SECTION 4.11 Several Obligations. The failure of any Lender to make a Revolving Credit Loan shall not relieve any other Lender of its obligation to lend hereunder, but neither the Administrative Agent nor any Lender shall be responsible for the failure of any other Lender to make a Revolving Credit Loan.

SECTION 4.12 Defaulting Lenders. Notwithstanding any provision of this Agreement to the contrary, if any Lender becomes a Defaulting Lender, then the following provisions shall apply for so long as such Lender is a Defaulting Lender:

(a) Commitment Fees shall cease to accrue on the Commitment of such Defaulting Lender pursuant to Section 2.04(a).
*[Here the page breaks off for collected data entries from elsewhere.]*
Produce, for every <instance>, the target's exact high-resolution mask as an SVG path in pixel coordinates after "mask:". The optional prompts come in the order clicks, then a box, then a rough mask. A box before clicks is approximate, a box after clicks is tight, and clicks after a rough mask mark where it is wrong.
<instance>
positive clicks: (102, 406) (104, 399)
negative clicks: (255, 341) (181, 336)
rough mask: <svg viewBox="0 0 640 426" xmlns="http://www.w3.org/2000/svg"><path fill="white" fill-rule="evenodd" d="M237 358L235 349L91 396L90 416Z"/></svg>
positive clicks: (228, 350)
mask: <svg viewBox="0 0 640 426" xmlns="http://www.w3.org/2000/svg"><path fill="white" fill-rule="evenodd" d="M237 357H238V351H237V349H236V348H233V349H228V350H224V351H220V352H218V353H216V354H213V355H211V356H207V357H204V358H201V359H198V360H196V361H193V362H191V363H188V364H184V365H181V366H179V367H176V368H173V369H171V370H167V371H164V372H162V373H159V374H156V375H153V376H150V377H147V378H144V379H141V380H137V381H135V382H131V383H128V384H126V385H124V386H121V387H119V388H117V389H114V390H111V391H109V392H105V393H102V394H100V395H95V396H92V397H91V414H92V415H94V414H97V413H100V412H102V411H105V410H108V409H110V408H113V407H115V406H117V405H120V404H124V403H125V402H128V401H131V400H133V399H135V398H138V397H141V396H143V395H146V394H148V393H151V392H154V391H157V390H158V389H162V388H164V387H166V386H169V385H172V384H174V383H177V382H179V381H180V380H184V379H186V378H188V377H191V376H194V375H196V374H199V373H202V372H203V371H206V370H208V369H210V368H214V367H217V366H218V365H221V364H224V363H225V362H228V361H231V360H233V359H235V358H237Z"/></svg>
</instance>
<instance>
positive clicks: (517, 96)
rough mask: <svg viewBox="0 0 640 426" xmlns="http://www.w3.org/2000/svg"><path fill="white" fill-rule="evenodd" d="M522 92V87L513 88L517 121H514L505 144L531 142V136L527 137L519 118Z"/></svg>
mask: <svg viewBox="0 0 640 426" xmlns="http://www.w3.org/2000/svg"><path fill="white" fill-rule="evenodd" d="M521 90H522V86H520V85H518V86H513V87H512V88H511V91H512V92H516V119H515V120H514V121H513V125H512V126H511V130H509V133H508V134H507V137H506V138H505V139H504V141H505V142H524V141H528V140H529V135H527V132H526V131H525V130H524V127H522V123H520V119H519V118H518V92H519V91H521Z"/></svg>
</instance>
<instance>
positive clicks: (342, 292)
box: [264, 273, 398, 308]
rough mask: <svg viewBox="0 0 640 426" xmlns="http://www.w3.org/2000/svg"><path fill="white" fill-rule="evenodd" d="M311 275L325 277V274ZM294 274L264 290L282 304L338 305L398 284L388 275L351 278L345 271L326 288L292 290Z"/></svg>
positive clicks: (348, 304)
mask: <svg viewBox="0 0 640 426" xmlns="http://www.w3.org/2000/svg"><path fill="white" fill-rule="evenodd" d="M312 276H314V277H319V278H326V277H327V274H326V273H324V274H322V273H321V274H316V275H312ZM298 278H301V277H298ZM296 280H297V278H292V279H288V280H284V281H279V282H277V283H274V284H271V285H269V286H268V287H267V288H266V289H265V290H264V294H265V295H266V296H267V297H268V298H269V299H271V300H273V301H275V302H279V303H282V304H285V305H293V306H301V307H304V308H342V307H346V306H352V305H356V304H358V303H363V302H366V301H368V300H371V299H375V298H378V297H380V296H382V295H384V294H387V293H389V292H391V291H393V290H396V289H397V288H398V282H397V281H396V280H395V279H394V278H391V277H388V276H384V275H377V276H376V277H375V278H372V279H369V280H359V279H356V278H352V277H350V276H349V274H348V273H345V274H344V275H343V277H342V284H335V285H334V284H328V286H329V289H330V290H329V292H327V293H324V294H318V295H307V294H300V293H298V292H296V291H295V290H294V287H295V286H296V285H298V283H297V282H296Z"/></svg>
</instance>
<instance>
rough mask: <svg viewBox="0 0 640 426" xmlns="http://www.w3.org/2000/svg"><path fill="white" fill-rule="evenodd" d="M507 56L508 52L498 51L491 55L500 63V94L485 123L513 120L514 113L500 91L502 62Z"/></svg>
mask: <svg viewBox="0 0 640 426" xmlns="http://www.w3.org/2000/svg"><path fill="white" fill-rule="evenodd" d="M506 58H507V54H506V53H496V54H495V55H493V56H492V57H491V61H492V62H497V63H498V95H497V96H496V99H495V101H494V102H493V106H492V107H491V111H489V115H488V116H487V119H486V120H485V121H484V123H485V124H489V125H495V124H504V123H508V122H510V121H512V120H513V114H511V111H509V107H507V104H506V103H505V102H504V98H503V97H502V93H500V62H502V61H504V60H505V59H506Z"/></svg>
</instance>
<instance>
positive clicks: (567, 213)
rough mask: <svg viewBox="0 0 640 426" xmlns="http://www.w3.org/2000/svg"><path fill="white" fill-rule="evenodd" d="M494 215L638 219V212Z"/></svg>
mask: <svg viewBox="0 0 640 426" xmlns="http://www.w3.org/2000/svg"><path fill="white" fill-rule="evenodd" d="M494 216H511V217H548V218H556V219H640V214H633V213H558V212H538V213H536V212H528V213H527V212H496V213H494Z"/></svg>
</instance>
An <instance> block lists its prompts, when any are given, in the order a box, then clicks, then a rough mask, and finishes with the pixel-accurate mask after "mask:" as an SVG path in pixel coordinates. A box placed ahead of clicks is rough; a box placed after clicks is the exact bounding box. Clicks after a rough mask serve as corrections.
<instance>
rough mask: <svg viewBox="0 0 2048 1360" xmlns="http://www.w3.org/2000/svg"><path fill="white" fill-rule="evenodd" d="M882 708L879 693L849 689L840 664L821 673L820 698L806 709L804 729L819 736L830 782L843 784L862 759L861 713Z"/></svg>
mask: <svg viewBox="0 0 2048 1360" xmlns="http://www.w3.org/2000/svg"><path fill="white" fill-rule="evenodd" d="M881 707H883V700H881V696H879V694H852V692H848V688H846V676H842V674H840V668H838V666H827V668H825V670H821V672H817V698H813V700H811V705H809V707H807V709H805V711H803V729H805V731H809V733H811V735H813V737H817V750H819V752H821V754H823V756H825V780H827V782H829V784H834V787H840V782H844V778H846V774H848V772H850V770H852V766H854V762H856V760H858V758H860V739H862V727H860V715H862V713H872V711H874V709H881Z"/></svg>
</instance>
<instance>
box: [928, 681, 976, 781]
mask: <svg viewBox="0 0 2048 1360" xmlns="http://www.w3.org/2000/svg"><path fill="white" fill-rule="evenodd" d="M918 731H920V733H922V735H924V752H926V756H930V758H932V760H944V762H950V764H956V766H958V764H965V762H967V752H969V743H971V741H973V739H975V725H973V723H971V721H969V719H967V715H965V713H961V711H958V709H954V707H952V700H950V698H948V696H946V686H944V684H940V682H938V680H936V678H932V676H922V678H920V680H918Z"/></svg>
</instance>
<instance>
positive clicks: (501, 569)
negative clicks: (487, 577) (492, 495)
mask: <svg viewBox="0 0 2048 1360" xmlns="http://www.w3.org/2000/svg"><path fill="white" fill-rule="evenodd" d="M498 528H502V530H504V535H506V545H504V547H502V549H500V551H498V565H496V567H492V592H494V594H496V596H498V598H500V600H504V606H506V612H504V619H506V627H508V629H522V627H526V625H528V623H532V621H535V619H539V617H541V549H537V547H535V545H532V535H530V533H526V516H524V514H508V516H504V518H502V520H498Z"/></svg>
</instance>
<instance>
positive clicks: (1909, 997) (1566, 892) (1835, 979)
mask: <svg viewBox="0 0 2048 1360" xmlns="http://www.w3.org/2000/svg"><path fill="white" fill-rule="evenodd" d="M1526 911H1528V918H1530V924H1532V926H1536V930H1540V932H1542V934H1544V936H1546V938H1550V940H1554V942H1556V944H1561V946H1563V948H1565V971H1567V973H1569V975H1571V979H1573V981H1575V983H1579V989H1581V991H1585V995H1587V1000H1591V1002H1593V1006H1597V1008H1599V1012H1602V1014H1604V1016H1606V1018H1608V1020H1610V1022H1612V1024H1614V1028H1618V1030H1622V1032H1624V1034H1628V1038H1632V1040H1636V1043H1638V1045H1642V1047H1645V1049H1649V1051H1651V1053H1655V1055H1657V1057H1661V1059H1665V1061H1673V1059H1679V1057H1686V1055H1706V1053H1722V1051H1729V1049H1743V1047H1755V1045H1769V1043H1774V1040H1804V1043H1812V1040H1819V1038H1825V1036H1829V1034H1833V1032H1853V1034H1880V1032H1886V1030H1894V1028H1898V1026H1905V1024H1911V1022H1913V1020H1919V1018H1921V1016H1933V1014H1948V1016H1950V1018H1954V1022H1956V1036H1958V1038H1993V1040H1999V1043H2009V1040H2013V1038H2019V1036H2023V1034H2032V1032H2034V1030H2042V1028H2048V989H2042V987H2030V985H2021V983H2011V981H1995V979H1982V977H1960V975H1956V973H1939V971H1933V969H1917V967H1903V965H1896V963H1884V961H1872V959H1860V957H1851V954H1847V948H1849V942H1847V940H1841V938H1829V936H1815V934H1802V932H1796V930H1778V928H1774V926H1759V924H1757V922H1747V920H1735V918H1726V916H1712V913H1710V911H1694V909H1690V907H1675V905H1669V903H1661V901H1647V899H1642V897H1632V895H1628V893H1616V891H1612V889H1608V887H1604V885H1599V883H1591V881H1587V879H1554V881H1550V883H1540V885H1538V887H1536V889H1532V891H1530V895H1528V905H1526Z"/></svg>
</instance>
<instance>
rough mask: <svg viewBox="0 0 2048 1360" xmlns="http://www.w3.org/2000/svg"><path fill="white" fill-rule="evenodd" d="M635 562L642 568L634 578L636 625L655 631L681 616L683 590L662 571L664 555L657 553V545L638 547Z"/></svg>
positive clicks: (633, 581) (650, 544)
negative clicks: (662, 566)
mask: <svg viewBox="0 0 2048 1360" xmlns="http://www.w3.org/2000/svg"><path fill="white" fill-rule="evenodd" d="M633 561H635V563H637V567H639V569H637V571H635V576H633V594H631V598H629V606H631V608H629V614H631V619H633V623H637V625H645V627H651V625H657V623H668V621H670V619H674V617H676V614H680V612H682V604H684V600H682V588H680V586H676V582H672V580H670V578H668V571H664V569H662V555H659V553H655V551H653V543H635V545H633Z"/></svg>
(b) The Revolving Credit Committed Amount, Loans and LC Exposure of such Defaulting Lender shall not be included in determining whether the Lenders or the Required Lenders have taken or may take any action hereunder (including any consent to any amendment, waiver or other modification pursuant to Section 12.03); provided, this clause (b) shall not apply for purposes of any amendment, modification or waiver that (i) increases such Defaulting Lender’s Revolving Credit Committed Amount or extends the maturity of such Defaulting Lender’s Commitment or (ii) requires the consent of all Lenders or each Lender affected thereby and treats such Defaulting Lender differently than the other respective Lenders.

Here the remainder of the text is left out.